Julian Sands appeared to be unprepared for the likely challenges he would face on the climb of a Los Angeles-area mountain in which he did not return from, according to two of the hikers who found his body in June.
The hikers, who spoke to the Los Angeles Times in order to help better educate the public about the dangers of such winter climbs, said he was found with boots that did not feature appropriate attachments and was not wearing a helmet or carrying a mountaineers’ ice ax.
“I was a little shocked to see the microspikes,” Bill Dwyer told the LA Times in an interview published Thurdsay. “They were just the wrong tools for the job at hand.”
Dwyer said Sands would have needed more than the small metal cleats for the kind of winter conditions and terrain Sands was hiking. Sands would have been much better suited using crampons, which feature longer spikes and are worn on heavier mountaineering boots. The crampons help to secure a climber on steep, icy surfaces.
It’s uncertain exactly how and why Sands died but the location in which his bones, clothes, boots and phone were found in Mt. Baldy’s Goode Canyon offer solid clues about where he could have fallen before becoming seriously injured.
Friends and family have said Sands was an experienced mountain climber and had often scaled Mt. Baldy in similar conditions.
Sands’ cause of death was deemed in late July to be “undetermined” after an investigation by the coroner’s office. Sands’ body was found by the hikers on June 24 after he went missing in January when he did not return from the hike.
Authorities in San Bernardino County said the official determination, which was not uncommon in such cases, was due to the condition of Sands’ body and “because no other factors were discovered during the coroner’s investigation.”
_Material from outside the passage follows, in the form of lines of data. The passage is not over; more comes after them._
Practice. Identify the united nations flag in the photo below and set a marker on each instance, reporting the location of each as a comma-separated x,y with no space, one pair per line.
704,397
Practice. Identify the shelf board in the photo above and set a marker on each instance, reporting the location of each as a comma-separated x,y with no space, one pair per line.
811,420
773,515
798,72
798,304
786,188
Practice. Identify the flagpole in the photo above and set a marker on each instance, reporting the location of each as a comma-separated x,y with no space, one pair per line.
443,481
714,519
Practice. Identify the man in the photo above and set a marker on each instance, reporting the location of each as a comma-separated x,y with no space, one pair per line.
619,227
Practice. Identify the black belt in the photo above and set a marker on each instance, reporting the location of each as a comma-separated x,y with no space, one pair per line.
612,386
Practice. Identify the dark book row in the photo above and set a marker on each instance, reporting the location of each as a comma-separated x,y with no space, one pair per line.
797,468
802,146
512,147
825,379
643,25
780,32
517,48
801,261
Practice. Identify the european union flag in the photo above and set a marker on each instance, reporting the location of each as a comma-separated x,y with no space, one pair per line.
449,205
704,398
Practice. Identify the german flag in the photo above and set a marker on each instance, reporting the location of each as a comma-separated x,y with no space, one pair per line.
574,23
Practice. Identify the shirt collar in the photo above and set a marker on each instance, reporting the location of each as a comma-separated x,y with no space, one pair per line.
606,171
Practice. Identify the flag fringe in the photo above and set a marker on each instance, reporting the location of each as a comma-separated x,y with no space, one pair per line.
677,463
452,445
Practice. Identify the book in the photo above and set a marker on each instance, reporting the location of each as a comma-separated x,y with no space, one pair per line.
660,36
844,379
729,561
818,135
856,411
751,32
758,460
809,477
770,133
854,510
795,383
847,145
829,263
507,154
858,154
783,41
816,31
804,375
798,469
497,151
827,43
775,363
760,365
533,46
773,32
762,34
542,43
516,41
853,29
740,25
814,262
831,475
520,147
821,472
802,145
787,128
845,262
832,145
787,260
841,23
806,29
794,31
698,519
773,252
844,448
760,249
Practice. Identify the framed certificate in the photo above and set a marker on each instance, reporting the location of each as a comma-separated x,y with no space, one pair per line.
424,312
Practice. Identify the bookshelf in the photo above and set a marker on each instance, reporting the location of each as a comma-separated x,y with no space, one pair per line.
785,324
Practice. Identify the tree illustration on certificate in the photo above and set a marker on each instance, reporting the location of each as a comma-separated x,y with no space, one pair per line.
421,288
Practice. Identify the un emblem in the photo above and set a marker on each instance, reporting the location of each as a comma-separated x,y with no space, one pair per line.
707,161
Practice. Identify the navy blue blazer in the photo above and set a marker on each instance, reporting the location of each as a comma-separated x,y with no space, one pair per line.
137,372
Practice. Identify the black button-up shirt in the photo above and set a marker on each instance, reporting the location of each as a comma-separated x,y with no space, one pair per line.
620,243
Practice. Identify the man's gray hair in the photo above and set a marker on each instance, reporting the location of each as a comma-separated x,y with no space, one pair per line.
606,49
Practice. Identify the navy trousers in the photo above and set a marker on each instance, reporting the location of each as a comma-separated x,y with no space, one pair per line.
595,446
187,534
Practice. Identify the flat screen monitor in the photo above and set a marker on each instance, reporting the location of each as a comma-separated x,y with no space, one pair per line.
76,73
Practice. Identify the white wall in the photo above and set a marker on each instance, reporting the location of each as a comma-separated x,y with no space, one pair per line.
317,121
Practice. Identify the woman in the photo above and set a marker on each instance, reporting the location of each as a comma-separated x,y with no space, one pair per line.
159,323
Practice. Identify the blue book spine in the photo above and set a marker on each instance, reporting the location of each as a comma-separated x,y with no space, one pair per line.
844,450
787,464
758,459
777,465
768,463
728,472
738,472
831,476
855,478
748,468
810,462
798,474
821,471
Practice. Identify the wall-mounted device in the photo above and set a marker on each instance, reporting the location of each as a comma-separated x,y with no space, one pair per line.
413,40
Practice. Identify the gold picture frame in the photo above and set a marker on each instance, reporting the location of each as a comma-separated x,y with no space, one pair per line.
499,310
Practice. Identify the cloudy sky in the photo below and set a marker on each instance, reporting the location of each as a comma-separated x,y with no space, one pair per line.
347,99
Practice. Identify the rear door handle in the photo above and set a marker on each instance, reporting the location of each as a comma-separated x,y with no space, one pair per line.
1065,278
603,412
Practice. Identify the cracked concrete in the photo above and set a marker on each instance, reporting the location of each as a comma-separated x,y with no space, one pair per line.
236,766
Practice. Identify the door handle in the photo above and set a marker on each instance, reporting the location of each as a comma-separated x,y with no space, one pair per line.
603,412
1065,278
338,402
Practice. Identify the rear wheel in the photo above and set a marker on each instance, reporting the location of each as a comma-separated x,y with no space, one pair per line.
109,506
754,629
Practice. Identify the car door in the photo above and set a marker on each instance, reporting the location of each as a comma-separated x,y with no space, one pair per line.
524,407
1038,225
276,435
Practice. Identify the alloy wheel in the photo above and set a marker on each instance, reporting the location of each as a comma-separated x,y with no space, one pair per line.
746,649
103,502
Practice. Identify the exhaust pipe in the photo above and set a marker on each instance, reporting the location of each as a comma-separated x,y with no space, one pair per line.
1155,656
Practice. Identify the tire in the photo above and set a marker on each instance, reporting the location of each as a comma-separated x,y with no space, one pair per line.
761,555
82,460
The two hikers who spoke to the Los Angeles Times also revealed a backpack was not found with Sands, in which he could have been carrying a shovel, location transponder and other survival materials and equipment that are often standard for such winter climbs. Sands was also wearing exclusively dark clothes, which could have made discovering his location harder during rescue efforts, of which were extensive, including one from just days before his body was found.
“He was dressed like a ninja,” one of the hikers said, incredulously.
Meanwhile, Sands’ cellphone was found atop a rock beneath a tree nearby, in an area with no signal. There were no other electronic devices found that would have aided his rescue.
The hiker who organized the group that discovered Sands’ remains is still deeply troubled by it. That hiker talked to the Times on condition of anonymity.
“Can you imagine the despair, the isolation?” the hiker said of Sands knowing a search was underway as he heard the sorties of the rescue helicopters — with no way to signal. “I still have nightmares about that.”